In article <3596633d.310693445@news.mindspring.com>
B.L. Nadri wrote:

>On Sun, 28 Jun 1998 01:00:53 -0500, jaffo@cheerful.com (Jaffo), you
>arched a brow and said dryly:
>
>>I would like to state now and for the record, that I do not have the
>>slightest CLUE who Mike Jittlov is, and I've never really cared enough
>>to investigate.
>
>Oh boy, you've done it now. Corgi's gonna get ya. [grin]
>
>But seriously, I'm not sure who started this particular cross-post,

It was me, in <358cd38f.29774496@news-f.std.com> on June 16, 1998.

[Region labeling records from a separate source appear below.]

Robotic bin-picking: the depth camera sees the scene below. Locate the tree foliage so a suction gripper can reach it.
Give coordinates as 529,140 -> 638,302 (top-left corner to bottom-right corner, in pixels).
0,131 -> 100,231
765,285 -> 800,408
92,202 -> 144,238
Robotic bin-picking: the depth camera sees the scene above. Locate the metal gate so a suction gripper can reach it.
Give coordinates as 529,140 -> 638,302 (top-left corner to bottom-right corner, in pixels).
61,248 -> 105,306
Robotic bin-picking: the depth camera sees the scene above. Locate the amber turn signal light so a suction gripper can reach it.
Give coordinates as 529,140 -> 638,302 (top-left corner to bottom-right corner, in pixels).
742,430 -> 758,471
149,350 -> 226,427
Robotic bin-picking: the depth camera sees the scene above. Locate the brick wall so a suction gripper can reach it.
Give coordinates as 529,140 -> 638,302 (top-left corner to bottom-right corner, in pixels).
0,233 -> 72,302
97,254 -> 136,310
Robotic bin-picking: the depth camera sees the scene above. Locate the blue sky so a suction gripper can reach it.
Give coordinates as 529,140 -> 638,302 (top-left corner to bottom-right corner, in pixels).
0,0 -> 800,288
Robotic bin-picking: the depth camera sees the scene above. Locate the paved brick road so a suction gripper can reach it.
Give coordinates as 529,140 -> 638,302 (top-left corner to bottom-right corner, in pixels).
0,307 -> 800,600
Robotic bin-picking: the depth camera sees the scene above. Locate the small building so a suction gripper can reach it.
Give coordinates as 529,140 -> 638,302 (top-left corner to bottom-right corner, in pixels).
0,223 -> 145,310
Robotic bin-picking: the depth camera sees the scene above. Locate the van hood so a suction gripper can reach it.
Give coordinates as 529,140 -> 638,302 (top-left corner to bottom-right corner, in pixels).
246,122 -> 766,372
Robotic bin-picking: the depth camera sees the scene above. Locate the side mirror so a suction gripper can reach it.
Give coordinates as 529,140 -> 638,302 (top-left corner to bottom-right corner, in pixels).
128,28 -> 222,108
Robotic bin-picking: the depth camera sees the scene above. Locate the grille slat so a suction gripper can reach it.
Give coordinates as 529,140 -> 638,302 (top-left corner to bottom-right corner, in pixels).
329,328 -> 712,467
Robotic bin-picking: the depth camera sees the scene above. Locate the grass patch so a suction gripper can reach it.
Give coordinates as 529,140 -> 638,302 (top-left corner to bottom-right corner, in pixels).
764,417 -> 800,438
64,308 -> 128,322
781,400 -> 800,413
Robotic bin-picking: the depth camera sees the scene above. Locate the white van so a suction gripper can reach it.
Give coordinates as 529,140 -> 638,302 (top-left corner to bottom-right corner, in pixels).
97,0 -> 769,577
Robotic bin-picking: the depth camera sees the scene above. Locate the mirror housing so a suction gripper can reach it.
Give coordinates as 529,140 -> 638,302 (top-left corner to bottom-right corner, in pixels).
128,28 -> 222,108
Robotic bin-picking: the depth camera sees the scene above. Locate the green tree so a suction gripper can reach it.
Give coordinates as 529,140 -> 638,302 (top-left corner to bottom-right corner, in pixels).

>Jittlov is an FX man, hollyweird outcast, and generally good and
>gentle guy. Needless to say, this means he is mercilessly
>steamrollered by the world at large.
>
>So now ya know.

I met Mike Jittlov once, in Harvard Square.  He and Kibo were having a
contest to see who could manipulate space/time the best.  Jittlov vibrated
in place so fast that he blurred, and he radiated a heat that melted a sign
on the front of the "Laser Designs" building where Kibo had just been
laid off.  Kibo, for his part of the contest, froze every atom of his being
into complete motionless, and literally became a living statue (see photo here.) [1]
The air around him chilled, and the rest of the mere mortals around him backed
away for fear of freezing.  In fact, noted Science Fiction author Joe
Haldeman was passing by, felt the chill, and started running away.

Fearing some type of Universal Matrix Collapse if these two guys were to
come in contact, or if their spheres of Reality Alteration were to somehow
overlap, I managed to distract them both.  First I waved my Travel Wand at
Jittlov, which caught his attention, and he stopped vibrating so that he
could get some good video shots of the Wizard image which adorned my
clothing that day.  Then I pulled the naked core of a Rubik's Cube out of a
nearby tesseract, waved it in front of Kibo to get his attention, and then
offered him some cherry PEZ from a Yoda-head PEZ dispenser.  That's all it
took to get him moving again.  (Kibo and PEZ seem to be like Underdog and
his Secret Energy Pill.)

All in all, for me it was just another day of Saving The Universe From A
Fate Worse Than Boredom.

** 
Captain Infinity
 ...[1] I can be seen in this photo if you squint really hard.